Lorsque vous avez agencé les pièces de votre Cantate imaginaire avez-vous travaillé dans l'optique du disque ou, plus largement, du concert ?
Au départ, j'ai pensé ce projet pour le disque. Ce qui m'a guidé était le souhait de faire redécouvrir aux gens ce que j'avais pu redécouvrir moi-même en participant à une intégrale des cantates de Bach, soit une multitude d'airs, des sinfonia d'orchestre et des chœurs. Disons qu'au lieu d'aller fouiller chez les compositeurs inconnus à la recherche de nouvelles partitions, j'avais plutôt envie de chercher chez Bach et son génie afin de réunir dans un seul disque une partie des bijoux que j'avais trouvés.
Pour le programme du CD, vous êtes-vous sentie limitée par la durée autorisée sur un disque ?
J'ai en fait trouvé un matériel si copieux qu'on aurait pu en faire cinq disques ! Le choix a été cornélien malgré l'utilisation des 80 minutes maximales du support. il y avait encore trop de choses, et certaines sont devenues des pistes bonus tant il était difficile de couper.
Ces pièces supplémentaires pourraient-elles être jouées en concert ?
Bien sûr, en fonction de l'effectif de musiciens dont je pourrai disposer, car il faut toujours compter avec l'aspect matériel, toujours contraignant.
Vous allez jouer à la Salle Gaveau le 14 décembre prochain. Le programme sera-t-il celui du disque ?
Nous n'aurons ni les chœurs ni les trompettes car il n'y aurait pas la place, mais la quasi intégralité du programme sera proposé, à une ou deux sinfonia près.
Vous avez parlé du renouvellement de l'intérêt d'un programme musical par les contrastes. Cette organisation s'appuie-t-elle sur l'instinct, sur votre expérience personnelle du récital ?
L'instrumentarium de Bach présente une telle richesse que cela me permettait d'assouvir mon envie d'obtenir un résultat multicolore, du grand chœur avec trompettes, festif et célébrant la gloire de Dieu, à l'intimité de "Vergiß mein nicht, mein allerliebster Gott" accompagné seulement d'un luth, en passant par une sinfonia écrite pour 4 violons solos et 2 fûtes à bec aux harmonies incroyables de modernité et d'inventivité. C'est vraiment de la lecture des partitions de l'intégrale - la Bärenreiter qui trône dans mon bureau -, volume après volume, que j'ai tiré mon programme. C'est en fait mon travail de chef sur les partitions qui m'a guidé dans les choix.
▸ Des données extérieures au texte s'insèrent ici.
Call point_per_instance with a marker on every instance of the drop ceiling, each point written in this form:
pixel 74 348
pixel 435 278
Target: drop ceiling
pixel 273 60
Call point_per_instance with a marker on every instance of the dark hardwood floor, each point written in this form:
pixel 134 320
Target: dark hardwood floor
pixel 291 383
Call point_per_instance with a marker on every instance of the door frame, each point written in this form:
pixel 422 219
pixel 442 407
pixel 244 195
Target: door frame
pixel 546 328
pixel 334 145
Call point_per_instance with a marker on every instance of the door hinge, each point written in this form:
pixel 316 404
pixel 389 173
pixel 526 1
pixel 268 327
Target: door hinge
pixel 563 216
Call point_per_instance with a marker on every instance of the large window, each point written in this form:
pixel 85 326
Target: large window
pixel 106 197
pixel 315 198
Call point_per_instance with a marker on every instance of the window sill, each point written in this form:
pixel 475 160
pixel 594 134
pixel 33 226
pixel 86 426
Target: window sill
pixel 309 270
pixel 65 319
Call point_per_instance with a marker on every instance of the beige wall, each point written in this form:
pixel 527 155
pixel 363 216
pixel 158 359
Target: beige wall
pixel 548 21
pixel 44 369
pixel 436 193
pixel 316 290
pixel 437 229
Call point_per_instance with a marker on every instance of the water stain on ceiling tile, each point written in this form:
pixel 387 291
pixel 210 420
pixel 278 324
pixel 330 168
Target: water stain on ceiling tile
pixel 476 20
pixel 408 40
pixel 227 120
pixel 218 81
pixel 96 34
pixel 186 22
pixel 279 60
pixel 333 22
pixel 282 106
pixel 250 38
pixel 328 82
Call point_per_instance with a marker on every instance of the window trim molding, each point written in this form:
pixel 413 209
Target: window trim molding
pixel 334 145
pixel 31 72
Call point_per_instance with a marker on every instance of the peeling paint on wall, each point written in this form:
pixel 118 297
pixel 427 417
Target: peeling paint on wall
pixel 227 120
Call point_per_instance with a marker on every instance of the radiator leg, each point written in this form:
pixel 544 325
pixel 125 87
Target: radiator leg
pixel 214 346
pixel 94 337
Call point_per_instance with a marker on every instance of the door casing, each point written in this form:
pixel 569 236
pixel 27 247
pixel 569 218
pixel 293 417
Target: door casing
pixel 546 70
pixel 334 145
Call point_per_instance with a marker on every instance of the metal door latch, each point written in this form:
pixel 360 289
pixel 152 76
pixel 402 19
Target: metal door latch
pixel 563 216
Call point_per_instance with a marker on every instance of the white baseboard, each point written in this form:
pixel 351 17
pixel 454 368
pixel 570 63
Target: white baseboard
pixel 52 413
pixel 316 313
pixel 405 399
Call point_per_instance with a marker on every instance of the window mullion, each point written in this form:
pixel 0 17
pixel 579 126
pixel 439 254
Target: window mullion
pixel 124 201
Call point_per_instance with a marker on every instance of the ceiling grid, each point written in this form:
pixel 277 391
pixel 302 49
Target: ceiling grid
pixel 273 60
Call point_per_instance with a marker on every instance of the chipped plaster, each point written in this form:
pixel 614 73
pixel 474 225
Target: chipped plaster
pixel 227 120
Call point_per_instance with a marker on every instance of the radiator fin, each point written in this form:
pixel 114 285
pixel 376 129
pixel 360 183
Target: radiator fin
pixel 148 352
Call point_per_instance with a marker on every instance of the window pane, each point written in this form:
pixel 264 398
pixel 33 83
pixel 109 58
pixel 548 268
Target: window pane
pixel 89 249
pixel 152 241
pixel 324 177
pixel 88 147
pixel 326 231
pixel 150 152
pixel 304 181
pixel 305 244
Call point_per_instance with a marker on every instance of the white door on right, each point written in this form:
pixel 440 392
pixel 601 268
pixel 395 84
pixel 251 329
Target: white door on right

En revanche, je n'avais pas établi l'ordre des œuvres au sein du programme avant d'avoir enregistré. J'avais des idées, comme celle de placer telle ou telle sinfonia comme introduction de l'air à venir. Je savais aussi que le programme commencerait par une sinfonia et terminerait par un chœur, un peu comme l'ordre liturgique des cantates. Mais pour le reste, je ne savais pas… C'est après l'enregistrement que j'ai ordonné les différents segments.
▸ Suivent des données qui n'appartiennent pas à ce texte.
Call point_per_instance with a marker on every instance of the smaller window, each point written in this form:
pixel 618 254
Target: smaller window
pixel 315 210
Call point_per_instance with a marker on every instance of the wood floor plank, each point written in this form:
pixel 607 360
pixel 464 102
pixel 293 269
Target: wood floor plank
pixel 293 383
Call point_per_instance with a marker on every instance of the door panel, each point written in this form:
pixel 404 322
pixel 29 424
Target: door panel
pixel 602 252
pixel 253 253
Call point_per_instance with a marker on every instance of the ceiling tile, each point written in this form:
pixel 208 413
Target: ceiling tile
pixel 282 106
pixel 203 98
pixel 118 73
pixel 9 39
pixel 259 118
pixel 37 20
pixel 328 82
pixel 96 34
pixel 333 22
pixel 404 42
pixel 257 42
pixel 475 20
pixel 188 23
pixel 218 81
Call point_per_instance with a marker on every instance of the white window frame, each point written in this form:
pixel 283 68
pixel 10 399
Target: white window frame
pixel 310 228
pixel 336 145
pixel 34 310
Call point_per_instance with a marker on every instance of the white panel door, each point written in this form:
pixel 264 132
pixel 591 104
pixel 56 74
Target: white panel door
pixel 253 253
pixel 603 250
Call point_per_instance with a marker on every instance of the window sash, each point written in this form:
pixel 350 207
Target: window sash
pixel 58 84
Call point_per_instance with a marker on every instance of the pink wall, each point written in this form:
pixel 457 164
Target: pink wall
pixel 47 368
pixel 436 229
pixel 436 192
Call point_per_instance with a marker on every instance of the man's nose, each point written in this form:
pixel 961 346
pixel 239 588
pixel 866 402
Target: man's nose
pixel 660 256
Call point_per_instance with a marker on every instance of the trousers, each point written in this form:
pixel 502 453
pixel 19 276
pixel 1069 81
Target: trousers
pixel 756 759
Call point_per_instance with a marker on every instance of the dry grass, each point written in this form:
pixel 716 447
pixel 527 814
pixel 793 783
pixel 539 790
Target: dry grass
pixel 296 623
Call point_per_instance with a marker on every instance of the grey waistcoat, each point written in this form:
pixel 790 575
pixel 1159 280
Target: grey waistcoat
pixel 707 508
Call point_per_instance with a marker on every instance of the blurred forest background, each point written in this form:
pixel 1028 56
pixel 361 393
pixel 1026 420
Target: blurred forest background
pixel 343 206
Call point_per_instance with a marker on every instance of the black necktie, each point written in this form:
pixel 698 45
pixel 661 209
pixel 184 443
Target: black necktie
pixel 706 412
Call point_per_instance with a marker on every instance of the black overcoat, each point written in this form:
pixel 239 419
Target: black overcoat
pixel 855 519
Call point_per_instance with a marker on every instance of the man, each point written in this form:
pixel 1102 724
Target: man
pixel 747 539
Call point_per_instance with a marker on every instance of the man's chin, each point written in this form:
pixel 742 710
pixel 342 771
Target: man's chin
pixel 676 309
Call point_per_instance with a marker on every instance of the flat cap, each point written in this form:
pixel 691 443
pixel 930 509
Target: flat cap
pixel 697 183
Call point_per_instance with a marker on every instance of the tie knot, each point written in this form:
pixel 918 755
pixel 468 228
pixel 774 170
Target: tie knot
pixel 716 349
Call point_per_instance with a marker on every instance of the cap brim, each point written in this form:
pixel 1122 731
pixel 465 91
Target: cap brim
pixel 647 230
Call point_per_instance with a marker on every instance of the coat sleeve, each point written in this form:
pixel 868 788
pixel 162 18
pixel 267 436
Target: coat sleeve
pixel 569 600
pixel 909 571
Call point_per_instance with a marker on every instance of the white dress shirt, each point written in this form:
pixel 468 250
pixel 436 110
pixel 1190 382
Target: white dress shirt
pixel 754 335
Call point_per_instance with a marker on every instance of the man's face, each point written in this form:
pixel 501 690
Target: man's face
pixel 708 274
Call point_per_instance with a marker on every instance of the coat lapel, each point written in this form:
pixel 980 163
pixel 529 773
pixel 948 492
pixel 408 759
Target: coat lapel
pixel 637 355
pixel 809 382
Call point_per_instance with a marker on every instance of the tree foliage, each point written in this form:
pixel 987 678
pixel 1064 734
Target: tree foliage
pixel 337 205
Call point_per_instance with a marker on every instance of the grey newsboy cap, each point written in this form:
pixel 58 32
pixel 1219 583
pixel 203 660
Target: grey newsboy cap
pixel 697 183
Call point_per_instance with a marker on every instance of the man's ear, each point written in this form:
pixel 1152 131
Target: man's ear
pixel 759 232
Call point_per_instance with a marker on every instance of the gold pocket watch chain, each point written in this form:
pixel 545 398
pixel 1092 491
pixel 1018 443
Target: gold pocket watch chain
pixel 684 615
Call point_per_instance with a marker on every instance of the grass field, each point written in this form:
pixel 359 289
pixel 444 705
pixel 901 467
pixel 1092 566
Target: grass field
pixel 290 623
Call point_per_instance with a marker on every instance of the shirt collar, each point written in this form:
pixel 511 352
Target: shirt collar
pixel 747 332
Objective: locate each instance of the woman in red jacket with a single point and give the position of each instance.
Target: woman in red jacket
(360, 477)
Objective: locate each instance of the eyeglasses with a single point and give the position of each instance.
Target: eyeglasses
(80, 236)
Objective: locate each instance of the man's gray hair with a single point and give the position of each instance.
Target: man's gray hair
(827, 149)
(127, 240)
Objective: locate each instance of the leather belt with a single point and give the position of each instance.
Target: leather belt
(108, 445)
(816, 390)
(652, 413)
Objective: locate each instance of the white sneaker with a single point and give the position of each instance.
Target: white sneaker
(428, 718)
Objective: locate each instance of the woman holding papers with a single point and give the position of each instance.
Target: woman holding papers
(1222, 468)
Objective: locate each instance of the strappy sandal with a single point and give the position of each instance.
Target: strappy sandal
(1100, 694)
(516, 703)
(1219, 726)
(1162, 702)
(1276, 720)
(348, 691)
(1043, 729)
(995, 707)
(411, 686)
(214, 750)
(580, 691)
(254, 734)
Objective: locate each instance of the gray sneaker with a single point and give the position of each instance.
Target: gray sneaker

Allez-vous conserver l'ordre du programme du disque pour le concert ?
Pas nécessairement, dans la mesure où certaines pièces ne pourront être jouées en fonction de l'effectif. Une pièce manque et, parfois, il devient nécessaire de tout repenser. Il faut également tenir compte d'impératifs humains, comme tel instrumentiste qui doit changer d'instrument, ou tel autre qui ne peut pas enchaîner deux airs. Le concert et le disque obéissent à deux logiques différentes.
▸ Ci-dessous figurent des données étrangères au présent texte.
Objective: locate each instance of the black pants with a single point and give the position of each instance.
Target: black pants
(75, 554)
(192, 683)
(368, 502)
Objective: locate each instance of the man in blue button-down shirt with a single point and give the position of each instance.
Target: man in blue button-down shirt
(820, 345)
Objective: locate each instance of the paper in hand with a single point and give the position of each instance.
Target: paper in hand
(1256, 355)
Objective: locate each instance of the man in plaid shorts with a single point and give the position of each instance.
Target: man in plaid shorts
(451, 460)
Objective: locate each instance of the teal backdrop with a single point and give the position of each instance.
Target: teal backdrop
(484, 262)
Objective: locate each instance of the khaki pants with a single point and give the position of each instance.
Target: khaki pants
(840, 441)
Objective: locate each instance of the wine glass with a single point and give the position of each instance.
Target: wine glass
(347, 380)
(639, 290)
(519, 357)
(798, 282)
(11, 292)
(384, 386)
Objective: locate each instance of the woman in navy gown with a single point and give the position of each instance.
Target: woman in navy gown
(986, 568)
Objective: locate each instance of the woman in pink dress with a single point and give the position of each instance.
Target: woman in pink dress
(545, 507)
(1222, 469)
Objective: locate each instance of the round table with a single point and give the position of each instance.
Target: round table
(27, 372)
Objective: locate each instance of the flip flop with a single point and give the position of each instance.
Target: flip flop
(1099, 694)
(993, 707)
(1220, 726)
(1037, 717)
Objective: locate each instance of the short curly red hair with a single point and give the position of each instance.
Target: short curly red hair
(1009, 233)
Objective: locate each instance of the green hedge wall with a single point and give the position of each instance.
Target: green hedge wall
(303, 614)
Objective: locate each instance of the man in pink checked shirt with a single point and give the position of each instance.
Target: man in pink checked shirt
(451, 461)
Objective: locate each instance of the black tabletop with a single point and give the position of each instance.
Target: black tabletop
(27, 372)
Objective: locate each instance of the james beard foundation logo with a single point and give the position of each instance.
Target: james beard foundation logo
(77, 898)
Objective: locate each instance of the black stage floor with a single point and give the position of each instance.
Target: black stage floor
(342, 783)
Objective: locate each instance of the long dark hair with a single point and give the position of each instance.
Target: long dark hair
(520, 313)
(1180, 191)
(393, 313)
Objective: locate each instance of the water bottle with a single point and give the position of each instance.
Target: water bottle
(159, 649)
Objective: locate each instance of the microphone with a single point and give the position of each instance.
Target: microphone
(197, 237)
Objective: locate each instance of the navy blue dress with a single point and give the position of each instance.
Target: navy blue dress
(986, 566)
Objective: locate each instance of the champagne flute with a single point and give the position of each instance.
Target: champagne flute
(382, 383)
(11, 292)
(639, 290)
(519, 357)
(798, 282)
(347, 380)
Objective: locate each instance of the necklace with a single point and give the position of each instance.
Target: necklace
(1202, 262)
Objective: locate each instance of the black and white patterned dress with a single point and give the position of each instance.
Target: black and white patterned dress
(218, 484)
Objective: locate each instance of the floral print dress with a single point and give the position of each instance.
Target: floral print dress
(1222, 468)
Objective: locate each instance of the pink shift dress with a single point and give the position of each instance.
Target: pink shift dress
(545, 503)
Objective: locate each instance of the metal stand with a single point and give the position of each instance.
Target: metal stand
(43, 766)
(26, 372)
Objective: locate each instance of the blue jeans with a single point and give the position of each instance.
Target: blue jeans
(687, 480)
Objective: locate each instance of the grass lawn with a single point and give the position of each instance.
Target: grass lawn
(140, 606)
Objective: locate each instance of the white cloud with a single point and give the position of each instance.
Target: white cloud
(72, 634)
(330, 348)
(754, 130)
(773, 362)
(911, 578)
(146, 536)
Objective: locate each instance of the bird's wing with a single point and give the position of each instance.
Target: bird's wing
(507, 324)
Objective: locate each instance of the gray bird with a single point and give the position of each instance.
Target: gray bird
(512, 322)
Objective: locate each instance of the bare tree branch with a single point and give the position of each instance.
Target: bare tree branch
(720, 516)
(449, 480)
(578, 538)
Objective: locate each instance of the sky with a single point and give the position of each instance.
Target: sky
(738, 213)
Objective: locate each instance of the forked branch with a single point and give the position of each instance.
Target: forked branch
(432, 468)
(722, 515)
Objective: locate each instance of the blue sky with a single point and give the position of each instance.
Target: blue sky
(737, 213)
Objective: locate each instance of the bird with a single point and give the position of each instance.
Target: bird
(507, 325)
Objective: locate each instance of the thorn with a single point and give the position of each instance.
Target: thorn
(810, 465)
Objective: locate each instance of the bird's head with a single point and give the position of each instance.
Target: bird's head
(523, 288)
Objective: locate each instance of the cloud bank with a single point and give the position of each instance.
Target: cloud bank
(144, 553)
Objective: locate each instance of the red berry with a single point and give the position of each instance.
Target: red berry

Comment l'expérience de l'interprète nourrit-elle la direction d'orchestre ?
Ces deux activités sont totalement liées. Le travail d'interprétation que j'ai mené toute ma vie avec ma voix est semblable à celui que je tente d'inculquer aux musiciens : le travail en profondeur, la recherche des plus belles couleurs, essayer de trouver le phrasé qui va exprimer le mieux le sentiment qu'évoque la partition… J'envisage mon travail de chef comme une prolongation de mon travail de soliste avec, naturellement, toutes les possibilités qu'offre un orchestre par rapport à la voix seule, à commencer par le contrepoint qui n'existe pas pour une chanteuse, ce qui peut être frustrant pour la musicienne que je suis avant tout. Je vis cet élargissement de mes possibilités comme une véritable apothéose de ma vie musicale.
Lorsque vous dirigez Orfeo 55 tout en chantant, vous devez rapidement changer de position pour vous retrouver face à l'orchestre ou face au public. Comment l'interprète que vous êtes parvient-elle à gérer cette nécessité ?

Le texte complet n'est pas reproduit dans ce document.